Direttore Responsabile:

Susanna Della Felice

Coordinatore di Redazione:

Lapo Mariani

giurisprudenza

Le clausole penali inserite in un contratto di locazione scontano sempre una autonoma e ulteriore imposta di registro in misura fissa pari a 200 euro (C.T.P. Milano, 13 febbraio 2019, n. 618)

Con la sentenza in commento, la C.T.P. di Milano si è pronunciata in merito alla vexata quaestio circa l’applicabilità dell’imposta di registro in misura fissa oppure proporzionale alle penali inserite dalle parti all’interno dei contratti di locazione, e si inserisce in un contesto di giurisprudenza assai ondivaga sull’argomento. Difatti, considerato che in materia di imposta di registro il D.P.R. n. 131/86 non stabilisce espressamente quale sia il regime applicabile alle clausole penali, il silenzio della legge ha dato vita ad una serie di interpretazioni giurisprudenziali contrastanti.

Nello specifico, in relazione alle clausole penali inserite in un contratto di locazione con l’obiettivo di disporre il divieto di sublocazione e/o la maggiorazione degli interessi legali in caso di mancato pagamento del canone, si è posta la questione se tali penali siano assoggettate ad imposta di registro in misura fissa o proporzionale al momento della registrazione.

In maggiore dettaglio, la fattispecie sottoposta all’attenzione della Commissione meneghina traeva origine dalla richiesta di pagamento dell’imposta di registro di 200 euro, oltre a sanzioni nella misura del 30% e relativi interessi, avanzata da parte dell’Agenzia delle Entrate nei confronti di una società per le clausole penali presenti nel contratto di locazione, in quanto considerate quale condizione sospensiva da registrarsi con il pagamento di un’imposta in misura fissa ai sensi degli artt. 21 e 27 del D.P.R. n. 131/1986.
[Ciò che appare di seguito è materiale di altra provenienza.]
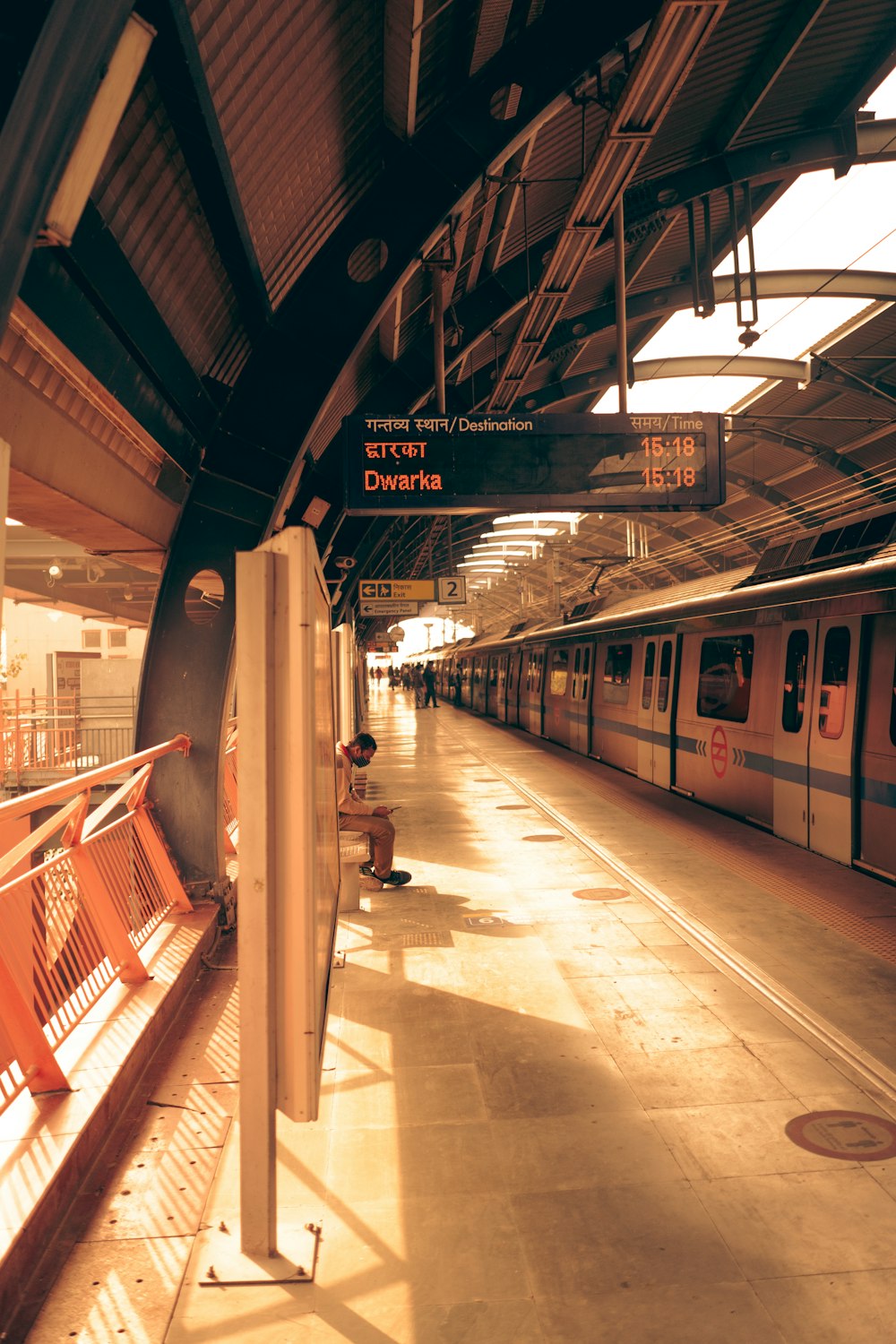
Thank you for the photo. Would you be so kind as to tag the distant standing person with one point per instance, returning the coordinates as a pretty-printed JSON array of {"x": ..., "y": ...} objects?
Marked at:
[
  {"x": 357, "y": 814},
  {"x": 429, "y": 682}
]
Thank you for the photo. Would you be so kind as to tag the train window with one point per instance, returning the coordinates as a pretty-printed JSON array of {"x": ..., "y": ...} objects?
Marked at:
[
  {"x": 616, "y": 674},
  {"x": 831, "y": 706},
  {"x": 559, "y": 671},
  {"x": 538, "y": 663},
  {"x": 726, "y": 672},
  {"x": 794, "y": 696},
  {"x": 665, "y": 668},
  {"x": 649, "y": 659}
]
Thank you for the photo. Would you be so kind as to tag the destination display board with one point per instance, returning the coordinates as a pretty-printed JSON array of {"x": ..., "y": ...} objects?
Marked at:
[{"x": 468, "y": 464}]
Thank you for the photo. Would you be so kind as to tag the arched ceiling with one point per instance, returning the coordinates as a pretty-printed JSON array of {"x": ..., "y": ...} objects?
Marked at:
[{"x": 258, "y": 253}]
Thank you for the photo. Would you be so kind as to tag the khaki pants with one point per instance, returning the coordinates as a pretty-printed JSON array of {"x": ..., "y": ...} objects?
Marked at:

La ricorrente aveva impugnato l’avviso di liquidazione, eccependo l’illegittimità della pretesa per violazione dell’articolo 21 del Testo Unico sull’imposta di registro (DPR n. 131/86), sostenendo che le penali inserite nel contratto non potevano essere considerate come pattuizioni autonome, ma risultavano di fatto meramente accessorie al vincolo contrattuale principale.

Tuttavia, la C.T.P. di Milano si è mostrata di contrario avviso, respingendo il ricorso proposto dalla società contribuente, e sostenendo che le clausole penali sono soggette ad imposizione fissa, ai sensi del citato art. 21 del T.U.R., in quanto derivanti dalla libera volontà delle parti, e devono essere equiparate a disposizioni soggette a condizione sospensiva, con tassazione dell’imposta fissa di 200 euro sugli atti e dell’imposta proporzionale nella misura del 3% (al netto dei 200 euro già versati) al momento dell’eventuale verificarsi della condizione. Secondo il Collegio provinciale, infatti, considerato che le clausole penali sono state volontariamente inserite dalle parti fra le pattuizioni contrattuali, essa rientrano fra le clausole accessorie a contenuto patrimoniale non connesse, essendo dotate di propria causa e propri effetti ulteriori rispetto al contratto, ed hanno quindi natura autonoma e, di conseguenza, sono sottoposte alle regole generali in materia di imposta di registro.

In definitiva, visto che l’effettiva applicazione delle clausole penali costituiscono una eventualità futura e incerta, ecco allora che l’atto deve essere registrato procedendo al pagamento dell’imposta di registro nella misura fissa di euro 200 per l’insieme di queste clausole (il contratto può infatti prevedere più penali riferite a differenti ipotesi di inadempimento, ma l’applicazione dell’imposta fissa ha luogo una volta soltanto) mentre solamente nel momento in cui si dovesse concretizzare l’evento futuro ed incerto, scatterà l’obbligo di denuncia, entro venti giorni, a carico del contribuente (ex art. 19 del T.U.R.) e la conseguente imposizione proporzionale con aliquota del 3%, trattandosi di prestazioni a contenuto patrimoniale (art. 9, Tariffa, parte prima, del T.U.R.), al netto di quanto già riscosso in sede di registrazione (art. 27, 2° comma, T.U.R.).